2.2 Motivation & autodétermination

De nombreuses théories de la motivation ont vu le jour au cours du XXème siècle (pour une revue, voir Graham & Weiner, 1996; Ryan, 2012). Dans la plupart des cas, l’objectif est de décrire les causes d’un comportement, son but ainsi que son expression. L’impulsion à agir, que présente Plutchik (1980) dans sa théorie des émotions illustre ce phénomène ; chaque émotion va motiver l’individu à se comporter d’une manière différente. Ici, la cause du comportement se trouve dans l’émotion et possède un effet sur l’environnement du sujet (exploration, affiliation…).

Parmi les différentes conceptions théoriques de la motivation, la TAD vit l’intérêt à son égard grandir au fil du temps et ce d’autant plus dans la littérature sur le sport. Son apport à la conceptualisation de l’époque fut de reconnaître pour la première fois que des activités puissent être motivées uniquement pour des raisons intrinsèques et d’en identifier les facteurs augmentant ou réduisant cette motivation (Ryan & Deci, 2007, p. 1). La TAD, sous sa forme la plus récente, s’organise en 5 sous-théories dont trois seront pertinents au cadre de cette recherche. La notion de motivation intrinsèque sera premièrement abordée, puis suivra celle des besoins psychologiques fondamentaux. Enfin, l’implication du climat motivationnel dans l’apparition de la motivation intrinsèque et la satisfaction des besoins sera élaborée.

2.2.1 Théorie de l’évaluation cognitive

L’humain est de nature active : l’observation de jeunes enfants venant d’acquérir la capacité de se déplacer montre qu’ils s’engagent dans toutes sortes d’activités d’exploration, de recherche et d’expérimentation (Piaget, 1926).

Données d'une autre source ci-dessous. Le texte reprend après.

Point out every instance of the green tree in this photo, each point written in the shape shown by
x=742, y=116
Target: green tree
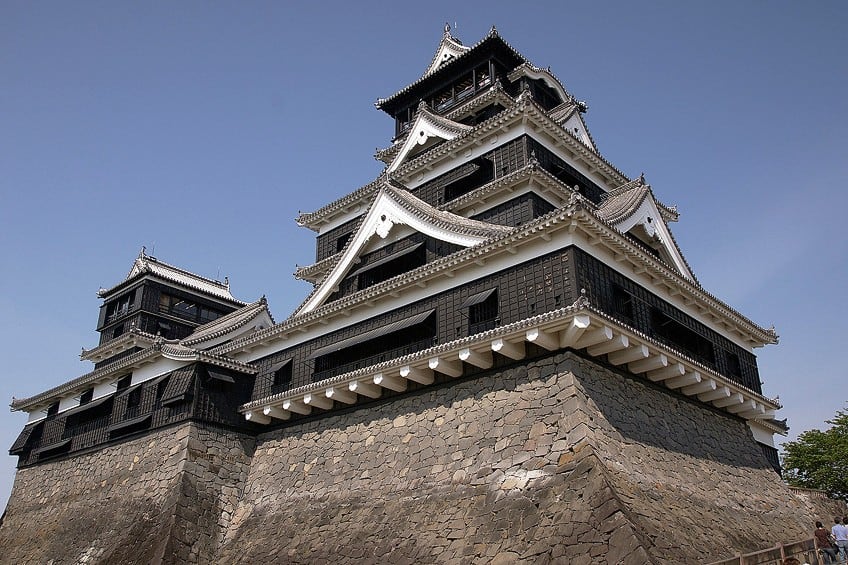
x=820, y=459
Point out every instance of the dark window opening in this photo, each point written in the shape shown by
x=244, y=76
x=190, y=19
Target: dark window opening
x=732, y=362
x=342, y=241
x=483, y=314
x=185, y=309
x=134, y=398
x=483, y=172
x=161, y=386
x=678, y=335
x=217, y=381
x=207, y=314
x=622, y=303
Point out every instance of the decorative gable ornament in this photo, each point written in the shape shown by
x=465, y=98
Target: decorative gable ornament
x=427, y=130
x=633, y=209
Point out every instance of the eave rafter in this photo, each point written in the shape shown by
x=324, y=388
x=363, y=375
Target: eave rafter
x=522, y=109
x=578, y=327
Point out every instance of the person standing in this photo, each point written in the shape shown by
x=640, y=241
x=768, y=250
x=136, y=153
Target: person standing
x=829, y=550
x=840, y=534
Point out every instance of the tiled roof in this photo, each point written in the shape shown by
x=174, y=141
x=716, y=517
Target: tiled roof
x=578, y=212
x=147, y=264
x=449, y=48
x=524, y=106
x=621, y=203
x=133, y=337
x=228, y=323
x=491, y=36
x=160, y=348
x=442, y=218
x=417, y=208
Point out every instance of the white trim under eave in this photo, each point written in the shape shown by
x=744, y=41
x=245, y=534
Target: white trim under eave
x=492, y=264
x=384, y=213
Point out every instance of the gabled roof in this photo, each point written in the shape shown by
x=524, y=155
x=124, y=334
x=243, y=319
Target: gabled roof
x=633, y=206
x=395, y=205
x=449, y=48
x=543, y=182
x=492, y=41
x=254, y=316
x=529, y=70
x=427, y=129
x=524, y=108
x=149, y=265
x=160, y=349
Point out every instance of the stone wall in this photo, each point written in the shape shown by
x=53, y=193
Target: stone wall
x=558, y=460
x=163, y=497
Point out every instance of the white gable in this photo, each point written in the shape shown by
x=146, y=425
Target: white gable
x=426, y=131
x=385, y=213
x=577, y=127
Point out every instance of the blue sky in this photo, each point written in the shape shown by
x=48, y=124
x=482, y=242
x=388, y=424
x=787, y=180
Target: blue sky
x=200, y=129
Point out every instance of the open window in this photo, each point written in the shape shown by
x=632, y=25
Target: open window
x=395, y=264
x=677, y=335
x=390, y=341
x=281, y=375
x=483, y=313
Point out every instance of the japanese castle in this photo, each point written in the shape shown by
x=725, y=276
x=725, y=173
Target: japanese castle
x=495, y=235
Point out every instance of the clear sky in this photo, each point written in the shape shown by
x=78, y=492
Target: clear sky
x=200, y=129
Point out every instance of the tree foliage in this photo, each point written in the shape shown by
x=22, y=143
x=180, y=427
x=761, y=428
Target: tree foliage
x=820, y=459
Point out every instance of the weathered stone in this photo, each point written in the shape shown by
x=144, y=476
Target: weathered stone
x=446, y=475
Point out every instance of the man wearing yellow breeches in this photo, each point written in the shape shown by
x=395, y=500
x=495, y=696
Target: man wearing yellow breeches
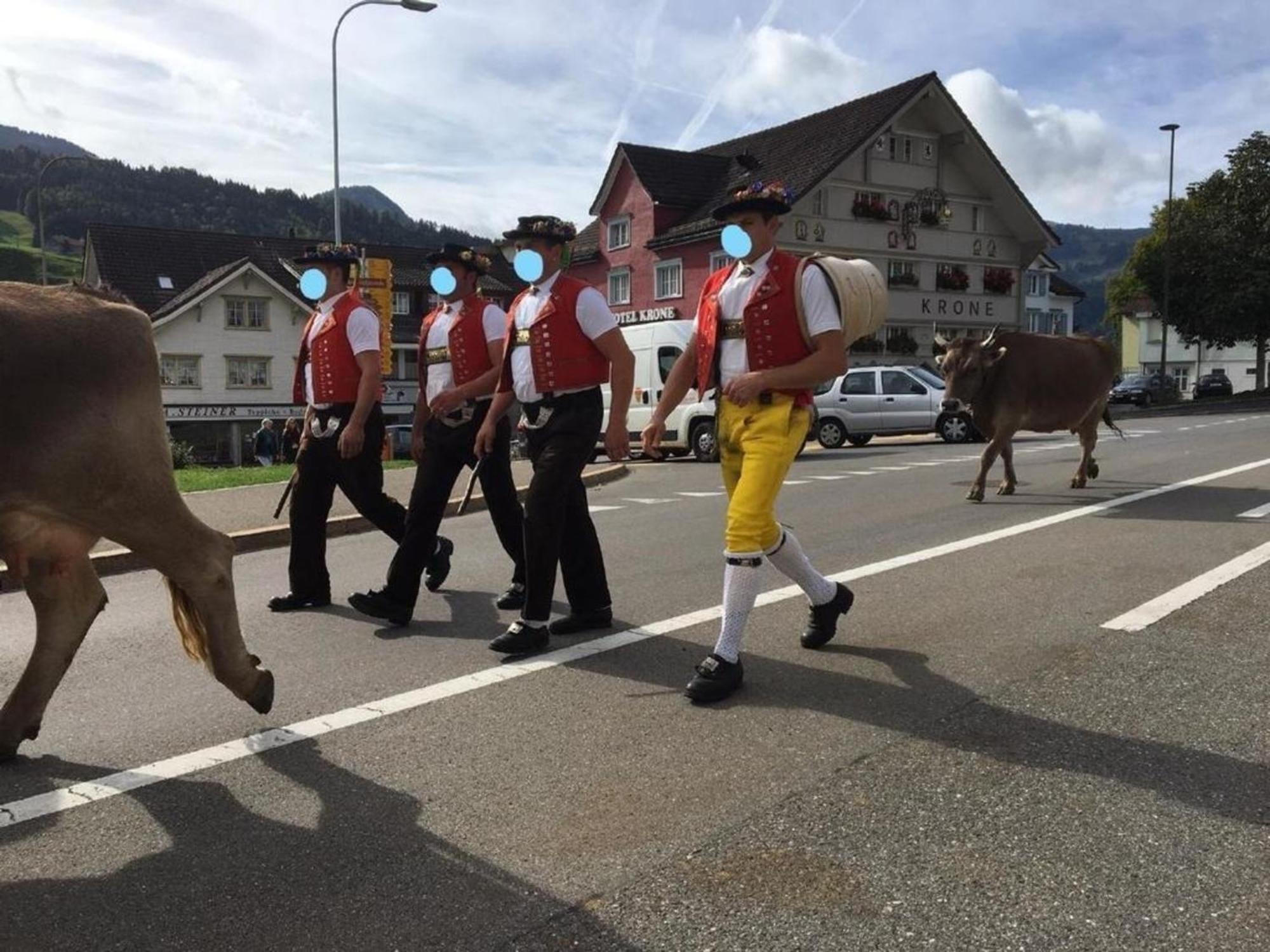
x=750, y=348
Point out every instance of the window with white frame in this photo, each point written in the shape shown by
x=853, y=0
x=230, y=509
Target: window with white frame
x=247, y=373
x=180, y=371
x=669, y=280
x=620, y=286
x=247, y=313
x=619, y=233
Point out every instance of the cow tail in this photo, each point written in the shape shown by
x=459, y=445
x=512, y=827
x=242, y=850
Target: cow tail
x=1111, y=423
x=190, y=623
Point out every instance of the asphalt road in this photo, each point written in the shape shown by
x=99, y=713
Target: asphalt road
x=975, y=764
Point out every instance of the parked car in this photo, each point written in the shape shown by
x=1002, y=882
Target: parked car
x=1213, y=385
x=690, y=427
x=888, y=402
x=1146, y=390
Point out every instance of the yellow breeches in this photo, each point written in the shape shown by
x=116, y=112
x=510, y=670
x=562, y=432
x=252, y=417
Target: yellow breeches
x=758, y=444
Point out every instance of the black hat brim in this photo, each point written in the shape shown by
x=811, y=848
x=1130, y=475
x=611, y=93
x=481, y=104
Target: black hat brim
x=768, y=206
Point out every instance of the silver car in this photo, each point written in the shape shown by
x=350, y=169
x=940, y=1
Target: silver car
x=887, y=402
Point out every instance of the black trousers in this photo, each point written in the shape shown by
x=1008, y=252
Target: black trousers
x=361, y=479
x=448, y=450
x=558, y=527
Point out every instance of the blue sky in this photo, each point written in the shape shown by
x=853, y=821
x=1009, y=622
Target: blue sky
x=486, y=110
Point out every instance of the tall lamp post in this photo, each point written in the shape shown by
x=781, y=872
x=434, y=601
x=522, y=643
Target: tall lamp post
x=417, y=7
x=1172, y=129
x=40, y=208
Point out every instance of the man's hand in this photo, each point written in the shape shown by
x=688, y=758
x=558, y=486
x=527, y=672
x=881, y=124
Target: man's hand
x=618, y=442
x=746, y=388
x=446, y=402
x=351, y=441
x=652, y=437
x=486, y=441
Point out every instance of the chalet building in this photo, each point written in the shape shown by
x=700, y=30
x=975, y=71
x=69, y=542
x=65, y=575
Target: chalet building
x=228, y=315
x=900, y=177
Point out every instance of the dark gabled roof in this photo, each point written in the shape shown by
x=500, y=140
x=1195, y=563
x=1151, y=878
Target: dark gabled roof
x=133, y=258
x=1062, y=288
x=799, y=153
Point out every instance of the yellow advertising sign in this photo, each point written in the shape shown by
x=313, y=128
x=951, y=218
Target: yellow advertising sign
x=375, y=282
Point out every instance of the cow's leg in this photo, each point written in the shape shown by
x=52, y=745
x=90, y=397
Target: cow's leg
x=199, y=564
x=990, y=456
x=1088, y=469
x=1012, y=480
x=67, y=602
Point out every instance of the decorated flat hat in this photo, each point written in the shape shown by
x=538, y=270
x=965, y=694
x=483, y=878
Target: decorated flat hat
x=462, y=255
x=768, y=197
x=328, y=253
x=543, y=227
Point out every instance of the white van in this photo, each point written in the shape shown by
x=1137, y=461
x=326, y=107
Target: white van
x=690, y=427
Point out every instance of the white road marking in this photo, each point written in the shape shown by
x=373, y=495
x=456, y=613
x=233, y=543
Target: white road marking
x=82, y=794
x=1255, y=513
x=1158, y=609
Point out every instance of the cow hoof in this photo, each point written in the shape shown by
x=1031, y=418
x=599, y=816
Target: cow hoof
x=262, y=697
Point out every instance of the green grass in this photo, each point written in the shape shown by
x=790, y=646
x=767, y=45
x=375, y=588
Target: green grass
x=17, y=233
x=200, y=478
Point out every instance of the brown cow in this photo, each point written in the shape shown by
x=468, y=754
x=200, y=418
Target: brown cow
x=84, y=455
x=1029, y=383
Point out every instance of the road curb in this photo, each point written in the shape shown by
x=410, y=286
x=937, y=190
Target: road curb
x=117, y=562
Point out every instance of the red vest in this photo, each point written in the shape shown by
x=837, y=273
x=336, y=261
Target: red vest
x=773, y=333
x=469, y=352
x=336, y=373
x=565, y=359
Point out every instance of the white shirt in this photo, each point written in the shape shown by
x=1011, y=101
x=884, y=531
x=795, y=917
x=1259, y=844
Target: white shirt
x=441, y=376
x=820, y=309
x=594, y=318
x=363, y=331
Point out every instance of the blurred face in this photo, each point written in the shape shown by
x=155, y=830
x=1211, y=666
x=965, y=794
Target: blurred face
x=763, y=232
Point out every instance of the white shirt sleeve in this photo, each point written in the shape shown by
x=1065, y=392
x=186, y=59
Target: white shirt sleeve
x=821, y=309
x=495, y=323
x=594, y=314
x=364, y=331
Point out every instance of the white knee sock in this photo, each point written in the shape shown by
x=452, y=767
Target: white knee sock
x=741, y=578
x=789, y=558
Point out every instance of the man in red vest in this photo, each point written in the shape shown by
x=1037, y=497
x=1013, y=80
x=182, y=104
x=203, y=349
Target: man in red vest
x=562, y=342
x=460, y=362
x=338, y=380
x=750, y=348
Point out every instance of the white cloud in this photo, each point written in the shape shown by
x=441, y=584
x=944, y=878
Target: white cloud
x=1071, y=163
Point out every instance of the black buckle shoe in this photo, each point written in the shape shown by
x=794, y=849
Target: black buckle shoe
x=822, y=621
x=578, y=623
x=380, y=605
x=514, y=598
x=521, y=639
x=291, y=602
x=716, y=680
x=438, y=571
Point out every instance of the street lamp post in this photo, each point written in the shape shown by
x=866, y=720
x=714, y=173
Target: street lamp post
x=1172, y=129
x=40, y=209
x=416, y=6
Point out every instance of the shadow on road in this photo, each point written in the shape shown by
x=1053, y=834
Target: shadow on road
x=369, y=876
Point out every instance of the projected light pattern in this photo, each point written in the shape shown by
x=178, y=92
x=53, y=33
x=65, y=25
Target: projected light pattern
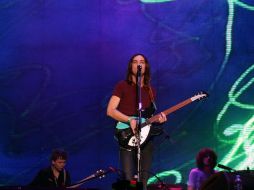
x=244, y=140
x=245, y=136
x=174, y=173
x=62, y=60
x=155, y=1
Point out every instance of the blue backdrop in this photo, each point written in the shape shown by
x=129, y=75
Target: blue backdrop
x=59, y=61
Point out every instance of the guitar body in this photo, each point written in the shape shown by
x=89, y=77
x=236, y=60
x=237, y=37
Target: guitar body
x=128, y=140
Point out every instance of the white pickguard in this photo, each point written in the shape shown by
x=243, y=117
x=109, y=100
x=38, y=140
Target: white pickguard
x=143, y=136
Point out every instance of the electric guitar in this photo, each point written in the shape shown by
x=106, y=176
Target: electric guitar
x=127, y=139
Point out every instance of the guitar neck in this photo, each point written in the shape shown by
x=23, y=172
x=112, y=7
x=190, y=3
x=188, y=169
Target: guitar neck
x=170, y=110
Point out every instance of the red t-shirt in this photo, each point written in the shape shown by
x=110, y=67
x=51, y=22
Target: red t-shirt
x=128, y=98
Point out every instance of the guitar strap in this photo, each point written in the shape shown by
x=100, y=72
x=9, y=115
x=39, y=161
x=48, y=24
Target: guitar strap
x=152, y=97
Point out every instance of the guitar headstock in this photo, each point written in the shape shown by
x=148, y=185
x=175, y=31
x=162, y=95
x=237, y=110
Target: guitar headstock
x=199, y=96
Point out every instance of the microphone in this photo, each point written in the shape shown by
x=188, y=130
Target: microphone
x=225, y=167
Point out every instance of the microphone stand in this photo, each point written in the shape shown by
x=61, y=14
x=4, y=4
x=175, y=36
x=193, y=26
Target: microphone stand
x=138, y=133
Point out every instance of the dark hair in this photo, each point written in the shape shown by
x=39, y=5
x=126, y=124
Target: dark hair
x=58, y=154
x=147, y=75
x=202, y=154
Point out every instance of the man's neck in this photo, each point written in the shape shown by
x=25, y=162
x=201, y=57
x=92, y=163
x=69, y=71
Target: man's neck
x=135, y=82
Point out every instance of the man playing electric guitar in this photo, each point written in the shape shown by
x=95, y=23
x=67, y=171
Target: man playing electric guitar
x=123, y=106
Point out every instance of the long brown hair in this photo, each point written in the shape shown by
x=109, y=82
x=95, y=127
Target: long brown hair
x=147, y=75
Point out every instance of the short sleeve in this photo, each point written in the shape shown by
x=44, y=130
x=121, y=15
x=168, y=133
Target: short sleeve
x=118, y=90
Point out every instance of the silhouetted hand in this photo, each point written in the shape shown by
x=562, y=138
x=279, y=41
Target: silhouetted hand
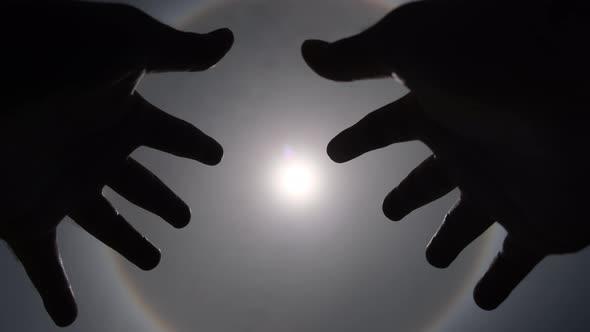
x=498, y=94
x=70, y=119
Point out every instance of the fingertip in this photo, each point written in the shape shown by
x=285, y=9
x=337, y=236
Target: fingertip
x=392, y=208
x=314, y=52
x=220, y=43
x=336, y=152
x=182, y=216
x=438, y=257
x=486, y=298
x=214, y=154
x=151, y=258
x=62, y=309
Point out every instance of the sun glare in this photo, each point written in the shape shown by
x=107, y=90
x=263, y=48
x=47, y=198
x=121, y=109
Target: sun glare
x=295, y=180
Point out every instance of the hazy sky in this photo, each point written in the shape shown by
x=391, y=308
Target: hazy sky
x=255, y=260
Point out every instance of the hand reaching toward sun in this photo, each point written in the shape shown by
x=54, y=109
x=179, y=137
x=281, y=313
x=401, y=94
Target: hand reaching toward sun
x=497, y=93
x=71, y=118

Cette motivation à explorer n’est aucunement due à l’obtention d’une récompense potentielle qui serait distribuée par les

(17)

16 parents : elle trouve sa source dans l’activité même. Selon la TAD, la propension d’un sujet à développer ses compétences, à s’engager dans des défis et à s’intéresser à de nouvelles activités même en l’absence de récompenses extérieures s’intitule motivation intrinsèque (Ryan & Deci, 2000a). La première distinction entre deux types de motivation est attribuée à deCharms (1968): d’une part la motivation extrinsèque (ME), où l’individu est contrôlé par son environnement, d’autre part la motivation intrinsèque (MI) où l’individu est à l’origine de ses actions.

Cette distinction est reprise par la première sous-théorie de la TAD, celle de l’évaluation cognitive. Dans leur ouvrage, Deci et Ryan (1985) définissent un premier postulat essentiel à la TAD : l’individu est actif, de manière autodéterminée, avec comme seule récompense la satisfaction de se sentir autonome et compétent. Cette manière d’être, innée, motive ce dernier à chercher et essayer de surmonter des challenges optimaux en termes de difficulté (p. 32). Contrairement à la MI, la ME suppose que l’individu s’engage dans une activité parce qu’elle mène à une conséquence séparable (Deci & Ryan, 2012) : le comportement devient dépendant des récompenses ou punitions externes ce qui provoque une frustration du sentiment d’autonomie.

La théorie de l’évaluation cognitive s’intéresse aux facteurs favorisant la MI et fait écho aux études de la fin du XXème siècle. En effet, le type de motivation favorisé a des conséquences cognitives et comportementales importantes. A titre d’exemple, une étude (Amabile, 1982) réalisée auprès d’enfants de 7 à 11 ans a montré que la créativité associée à des collages était favorisée dans le groupe motivé de façon intrinsèque, ce qui n’était pas le cas pour ceux motivés de façon extrinsèque. Dans le domaine du sport (Boiché, Sarrazin, Grouzet, Pelletier, & Chanal, 2008), la motivation vis-à-vis des cours d’éducation physique (plus spécifiquement la gymnastique) fut mesurée auprès de collégiens français (équivalant au cycle suisse). Ceux dont le score de MI fut le plus haut montrèrent une performance finale en gymnastique la plus élevée. Les effets bénéfiques de la MI ne s’arrêtent pas à ceux précités : en voici quelques-uns spécifiques au sport ; persistance accrue (Calvo, Cervelló, Jiménez, Iglesias, & Murcia, 2013; Jõesaar, Hein, & Hagger, 2011), performance (Cerasoli, Nicklin, &

Ford, 2014; Gillet, Vallerand, Amoura, & Baldes, 2010) et bien-être (Gagne, 2003; Stenling, Lindwall, & Hassmén, 2015). Par conséquent, connaître les antécédents d’une motivation intrinsèque permet de favoriser son maintien.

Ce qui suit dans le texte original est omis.